Tatenda Ngwaru, a Zimbabwean intersex activist and asylum seeker, spoke about her life and work yesterday at a Civic Life Lunch hosted by the Jonathan M. Tisch College of Civic Life. In 2013, Ngwaru founded True Identity, Zimbabwe’s first organization for intersex people.

At the lunch, Ngwaru was accompanied by journalist Robert Tokanel, one of the co-directors of “She’s Not a Boy” (2019), a short documentary that traces Ngwaru’s journey as an intersex woman and activist. Hope Freeman, the director of the LGBT Center and the interim director of the Women’s Center, moderated the conversation. 

The lunch began with a screening of “She’s Not a Boy.” The film described the hardships Ngwaru faced as an intersex person in Zimbabwe, which lacks protections for queer people and where sex between men is prohibited. It also questioned the place of intersex individuals in the LGBTQI community in the United States. When asked if she feels connected to the Pride movement in the film, Ngwaru says she does not feel entirely comfortable within the LGBTQI umbrella.

“Although I do acknowledge what happened here and the history, I was never part of it,” Ngwaru said in the film.

After the screening, Freeman asked Ngwaru about the concerns and demands of intersex people. Ngwaru said invisibility is a major concern of the intersex community, and that its members demand a platform for sharing their stories. Ngwaru also emphasized her marginalization as a black intersex woman, underscoring that intersectional intersex individuals are most in need of a platform.
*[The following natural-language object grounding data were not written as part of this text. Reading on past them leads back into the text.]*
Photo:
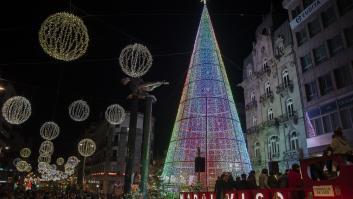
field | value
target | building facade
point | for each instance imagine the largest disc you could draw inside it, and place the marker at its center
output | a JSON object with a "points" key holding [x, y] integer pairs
{"points": [[274, 117], [106, 168], [323, 38]]}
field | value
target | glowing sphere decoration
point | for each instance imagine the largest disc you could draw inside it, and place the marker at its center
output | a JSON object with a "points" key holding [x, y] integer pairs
{"points": [[79, 110], [64, 36], [86, 147], [25, 152], [60, 161], [115, 114], [44, 158], [135, 60], [46, 148], [21, 166], [16, 110], [49, 131]]}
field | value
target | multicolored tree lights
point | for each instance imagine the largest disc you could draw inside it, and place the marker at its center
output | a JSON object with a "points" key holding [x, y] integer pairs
{"points": [[207, 118]]}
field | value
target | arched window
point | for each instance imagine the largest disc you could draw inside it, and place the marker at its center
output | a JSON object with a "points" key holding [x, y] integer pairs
{"points": [[257, 150], [289, 106], [273, 147], [252, 96], [293, 140], [254, 120], [270, 113], [268, 88], [285, 78]]}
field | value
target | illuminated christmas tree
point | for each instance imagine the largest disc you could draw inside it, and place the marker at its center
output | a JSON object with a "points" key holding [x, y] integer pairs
{"points": [[207, 118]]}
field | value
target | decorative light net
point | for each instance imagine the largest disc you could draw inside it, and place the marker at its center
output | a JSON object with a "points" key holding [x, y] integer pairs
{"points": [[16, 110], [115, 114], [64, 36], [207, 118], [135, 60]]}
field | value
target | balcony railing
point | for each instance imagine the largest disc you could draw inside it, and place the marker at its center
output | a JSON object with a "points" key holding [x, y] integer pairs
{"points": [[289, 116], [267, 97], [251, 105], [284, 88]]}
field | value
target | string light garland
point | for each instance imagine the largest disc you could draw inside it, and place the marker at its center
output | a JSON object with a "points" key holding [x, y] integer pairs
{"points": [[135, 60], [115, 114], [16, 110], [79, 110], [21, 166], [60, 161], [46, 148], [86, 147], [44, 158], [64, 36], [25, 152], [49, 131]]}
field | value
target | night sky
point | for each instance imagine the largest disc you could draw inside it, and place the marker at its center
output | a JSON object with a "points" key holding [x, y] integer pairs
{"points": [[167, 28]]}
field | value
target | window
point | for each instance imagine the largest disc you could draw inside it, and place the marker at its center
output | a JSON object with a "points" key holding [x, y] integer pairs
{"points": [[252, 96], [268, 88], [270, 113], [311, 91], [320, 54], [273, 147], [343, 77], [289, 106], [254, 120], [257, 150], [285, 78], [314, 27], [318, 126], [344, 6], [328, 16], [306, 62], [294, 143], [301, 36], [296, 12], [306, 3], [325, 83], [335, 44], [349, 35], [346, 119]]}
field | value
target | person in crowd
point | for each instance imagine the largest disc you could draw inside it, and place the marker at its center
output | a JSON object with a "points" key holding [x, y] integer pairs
{"points": [[263, 179], [252, 180], [243, 184], [295, 182], [272, 180], [283, 180]]}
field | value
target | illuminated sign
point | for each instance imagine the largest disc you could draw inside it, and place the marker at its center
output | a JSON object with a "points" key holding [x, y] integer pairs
{"points": [[323, 191], [306, 13]]}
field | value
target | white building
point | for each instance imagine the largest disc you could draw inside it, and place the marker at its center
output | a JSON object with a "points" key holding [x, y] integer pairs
{"points": [[274, 116]]}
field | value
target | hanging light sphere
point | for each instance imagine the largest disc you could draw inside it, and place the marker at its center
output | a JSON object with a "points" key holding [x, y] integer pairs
{"points": [[135, 60], [44, 158], [49, 131], [16, 110], [64, 36], [86, 147], [60, 161], [46, 148], [115, 114], [25, 152], [79, 110], [21, 166], [15, 161]]}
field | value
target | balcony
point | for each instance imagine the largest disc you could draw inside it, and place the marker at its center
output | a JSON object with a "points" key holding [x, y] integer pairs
{"points": [[267, 97], [251, 105], [289, 116], [284, 88]]}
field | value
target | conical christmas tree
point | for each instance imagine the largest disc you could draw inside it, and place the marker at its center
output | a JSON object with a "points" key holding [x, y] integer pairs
{"points": [[207, 118]]}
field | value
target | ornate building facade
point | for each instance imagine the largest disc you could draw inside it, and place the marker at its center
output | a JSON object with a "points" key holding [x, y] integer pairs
{"points": [[274, 116]]}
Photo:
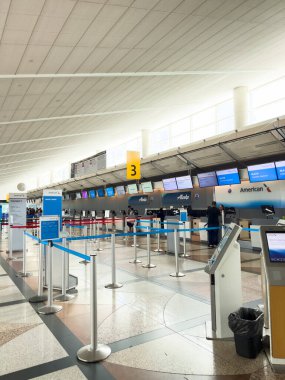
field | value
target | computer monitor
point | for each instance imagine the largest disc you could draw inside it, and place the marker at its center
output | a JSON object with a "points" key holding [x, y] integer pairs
{"points": [[276, 246], [110, 191], [262, 172], [120, 190], [84, 194], [228, 177], [147, 187], [207, 179], [184, 182], [101, 193], [92, 194], [267, 210], [132, 189], [280, 168], [169, 184]]}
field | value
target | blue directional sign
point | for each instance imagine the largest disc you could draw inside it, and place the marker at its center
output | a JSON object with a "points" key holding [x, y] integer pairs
{"points": [[49, 227]]}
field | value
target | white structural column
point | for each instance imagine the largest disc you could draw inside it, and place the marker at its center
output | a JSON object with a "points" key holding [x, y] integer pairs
{"points": [[241, 103], [145, 143]]}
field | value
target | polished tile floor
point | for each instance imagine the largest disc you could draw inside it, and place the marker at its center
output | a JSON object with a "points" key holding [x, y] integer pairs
{"points": [[154, 323]]}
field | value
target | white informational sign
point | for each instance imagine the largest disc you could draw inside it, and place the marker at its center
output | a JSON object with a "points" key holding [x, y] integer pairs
{"points": [[17, 217], [252, 195]]}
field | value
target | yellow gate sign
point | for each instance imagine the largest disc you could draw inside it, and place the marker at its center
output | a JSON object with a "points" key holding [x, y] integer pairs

True Identity, Ngwaru explained, grew out of a need for intersex visibility. The organization includes transgender people because before Ngwaru realized she was intersex, she conceived of herself as a transgender woman. Currently, no one is running the organization because intersex and queer life is so heavily policed in Zimbabwe.
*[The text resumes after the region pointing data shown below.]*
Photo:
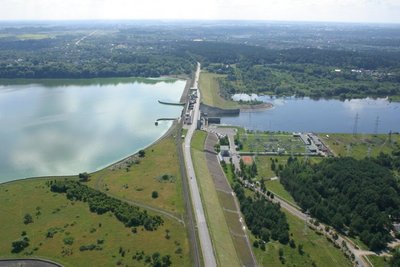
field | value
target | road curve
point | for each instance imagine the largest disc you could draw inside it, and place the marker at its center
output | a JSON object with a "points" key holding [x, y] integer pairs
{"points": [[204, 235]]}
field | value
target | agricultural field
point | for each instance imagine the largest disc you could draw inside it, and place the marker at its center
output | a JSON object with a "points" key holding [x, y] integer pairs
{"points": [[271, 142], [67, 232], [360, 145]]}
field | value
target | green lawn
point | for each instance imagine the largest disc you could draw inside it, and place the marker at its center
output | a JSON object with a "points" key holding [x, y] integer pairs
{"points": [[209, 88], [271, 142], [137, 182], [357, 146], [316, 249], [221, 237], [73, 220], [379, 261]]}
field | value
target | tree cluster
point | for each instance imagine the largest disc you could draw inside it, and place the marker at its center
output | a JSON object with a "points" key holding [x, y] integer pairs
{"points": [[265, 219], [101, 203], [248, 171], [358, 197]]}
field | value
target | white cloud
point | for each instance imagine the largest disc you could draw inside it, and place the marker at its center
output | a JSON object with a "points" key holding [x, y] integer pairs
{"points": [[324, 10]]}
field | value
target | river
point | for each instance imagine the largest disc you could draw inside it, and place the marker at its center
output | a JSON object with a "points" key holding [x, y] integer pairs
{"points": [[67, 127]]}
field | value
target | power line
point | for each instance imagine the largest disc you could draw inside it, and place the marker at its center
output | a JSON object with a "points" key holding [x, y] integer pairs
{"points": [[355, 126]]}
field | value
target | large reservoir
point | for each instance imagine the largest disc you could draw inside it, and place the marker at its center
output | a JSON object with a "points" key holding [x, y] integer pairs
{"points": [[323, 115], [68, 127]]}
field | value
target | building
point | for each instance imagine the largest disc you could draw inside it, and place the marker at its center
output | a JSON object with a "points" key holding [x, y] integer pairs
{"points": [[189, 117], [224, 150]]}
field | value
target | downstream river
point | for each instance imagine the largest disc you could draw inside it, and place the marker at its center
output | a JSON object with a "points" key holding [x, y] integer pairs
{"points": [[325, 116], [68, 127]]}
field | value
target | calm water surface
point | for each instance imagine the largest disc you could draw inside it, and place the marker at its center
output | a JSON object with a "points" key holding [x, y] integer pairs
{"points": [[70, 128], [304, 114]]}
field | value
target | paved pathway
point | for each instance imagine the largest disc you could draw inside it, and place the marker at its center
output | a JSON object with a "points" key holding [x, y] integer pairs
{"points": [[204, 235]]}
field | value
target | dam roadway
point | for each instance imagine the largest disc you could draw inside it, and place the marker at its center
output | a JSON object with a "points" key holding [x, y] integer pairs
{"points": [[204, 235]]}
“I feel like I deserted [True Identity] in a way because I wanted to be alive,” Ngwaru said. “No one is strong enough at the moment to carry it through.”

Ngwaru said she has not seen her parents, with whom she is very close, since she left for the U.S. in August 2016. Still, she explained that her work energizes her despite being so far from home. She joked that religion and occasional drinking help her maintain hope.

“I love Jesus, but I drink a little … I speak to my parents every single day, because it’s a reminder of where I come from and how strong that foundation is,” she said. 

Moments in the film revealed a more hopeful side to Ngwaru’s story. 

"I am a black woman, I am an immigrant and I'm an intersex woman,” she said. “That is something that is just built automatically to destroy me, but from that, I rise."

She echoed this sentiment in her talk at Tufts.

“When I made the decision to tell my story and be an open book, it’s a responsibility that I took, that I want to see myself following through with, and I don’t want to ever leave it,” she said. “That is the reason why I was born the woman that I am, [to] tell stories, so that I can be a topic in people’s living rooms, and so that … I can change people’s minds for the better.”